Duke Energy workers fixing power lines.

There was no calm before the storm in the energy industry Tuesday as power companies of all types prepared for whatever Hurricane Florence hurls at the Triad.

Utilities that serve the Triad lined up resources throughout the day and made contingency plans as they awaited more definitive information on where the storm would hit and how far inland its destructive tentacles might reach.

Systems making preparations across the region included Duke Energy, its subsidiary Piedmont Natural Gas and fuel transporters Colonial Pipeline Co. and Kinder Morgan that each own separate pipelines that traverse large sections of Guilford County.

As the utilities readied themselves for what could be a historically bad situation, Duke Energy urged customers to do likewise, suggesting that people plan ahead for losing power or facing other disruptions for several days or longer — just in case.

“We really do anticipate widespread impact,” Duke Energy spokeswoman Meredith Archie said.

The National Weather Service expects the hurricane to make landfall in North Carolina on Friday.

Archie said that Duke Energy planners already are marshaling repair crews from the company’s Midwest and Florida divisions, and also preparing to bring in help from other utilities elsewhere in the country.

Many people know the threat posed by downed power lines and other storm-related damage to the electrical grid.
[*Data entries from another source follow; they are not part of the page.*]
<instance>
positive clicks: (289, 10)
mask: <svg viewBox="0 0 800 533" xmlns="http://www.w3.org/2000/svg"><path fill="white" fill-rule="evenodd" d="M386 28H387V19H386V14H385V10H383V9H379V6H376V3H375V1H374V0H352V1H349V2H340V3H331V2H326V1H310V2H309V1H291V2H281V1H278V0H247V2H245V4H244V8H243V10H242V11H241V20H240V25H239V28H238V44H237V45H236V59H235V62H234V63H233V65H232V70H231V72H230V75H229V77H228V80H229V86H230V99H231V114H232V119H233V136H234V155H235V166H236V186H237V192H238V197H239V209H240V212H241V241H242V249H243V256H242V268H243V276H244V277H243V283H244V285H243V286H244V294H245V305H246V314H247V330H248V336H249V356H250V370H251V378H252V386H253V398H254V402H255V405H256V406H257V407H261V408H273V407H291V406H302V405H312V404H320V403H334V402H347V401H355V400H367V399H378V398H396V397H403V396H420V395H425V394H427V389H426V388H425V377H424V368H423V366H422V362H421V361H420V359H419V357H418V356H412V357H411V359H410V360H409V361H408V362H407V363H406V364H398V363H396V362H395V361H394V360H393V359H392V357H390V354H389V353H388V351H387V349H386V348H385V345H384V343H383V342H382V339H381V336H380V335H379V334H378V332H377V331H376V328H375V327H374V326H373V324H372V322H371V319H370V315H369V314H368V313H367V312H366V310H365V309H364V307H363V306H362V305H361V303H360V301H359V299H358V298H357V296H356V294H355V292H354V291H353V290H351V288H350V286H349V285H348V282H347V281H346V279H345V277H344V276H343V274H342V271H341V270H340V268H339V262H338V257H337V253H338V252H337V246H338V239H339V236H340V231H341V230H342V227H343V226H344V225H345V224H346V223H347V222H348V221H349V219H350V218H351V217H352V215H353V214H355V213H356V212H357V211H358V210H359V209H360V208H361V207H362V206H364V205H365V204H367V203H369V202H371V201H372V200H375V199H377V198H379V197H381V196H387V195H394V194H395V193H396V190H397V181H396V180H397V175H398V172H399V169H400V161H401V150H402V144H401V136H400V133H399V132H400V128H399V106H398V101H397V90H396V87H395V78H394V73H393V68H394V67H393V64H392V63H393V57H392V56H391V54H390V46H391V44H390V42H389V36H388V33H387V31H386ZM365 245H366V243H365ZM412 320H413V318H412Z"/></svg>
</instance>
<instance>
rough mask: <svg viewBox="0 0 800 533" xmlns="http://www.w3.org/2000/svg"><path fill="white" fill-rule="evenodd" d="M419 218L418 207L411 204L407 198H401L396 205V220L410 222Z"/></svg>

Duke Energy warns that all storm-damaged lines, whether fallen or sagging, should be considered live and fully energized along with “trees, limbs or anything in contact with the lines.”

Customers of Duke Energy Carolinas should call 800-769-3766 to report power line problems.

But the flooding often associated with major storms also can mean trouble for gas service, meters and appliances, especially in low-lying areas, said Jennifer Sharpe of Piedmont Natural Gas.

Potential problems stem from submerged meters or gas-powered appliances in such areas, Sharpe said. Other damage can occur to compressor stations that keep gas moving through the lines and to smaller, household service lines that can be damaged by uprooted trees, she said.

Whatever damage a bystander or customer observes, Sharpe’s advice is the same: Don’t try to fix it yourself. Simply alert the gas company at 800-752-7504.

“If the meter or an appliance has been flooded, they should call us immediately,” Sharpe said. “We will know what areas have been flooded and we’re going to be out in those areas.”

Like Archie, Sharpe said that Piedmont will work through an industry association to bring in repair crews as needed from other parts of the country in the storm’s aftermath.

Meanwhile, officials at both pipeline companies said their networks were operating normally Tuesday, but they added that company officials were actively planning their response if the storm causes problems along either route through North Carolina and South Carolina.

“Preparedness plans include securing buildings and warehouses, isolating power systems, and removing operations personnel to ensure their safety and to ensure that qualified personnel are able to resume operations following the storm,” Kinder Morgan staff member Lexey Long said.

The Plantation Pipeline begins near Baton Rouge, La., and ends near Washington. The Colonial network extends from the Houston area across the Southeast to the New York City metro.

Both pipelines supply parts of the tank farm west of Greensboro and then continue through the city’s lake area north of town.

Duke Energy’s meteorology staff said as early as Sunday that customers should expect “widespread damage and power outages as Hurricane Florence is forecast to be a large and extremely dangerous storm system, packing fierce winds and torrential rainfall.”

Depending on where it hits and how hard, “total power restoration could take multiple days to several weeks,” the power company warned.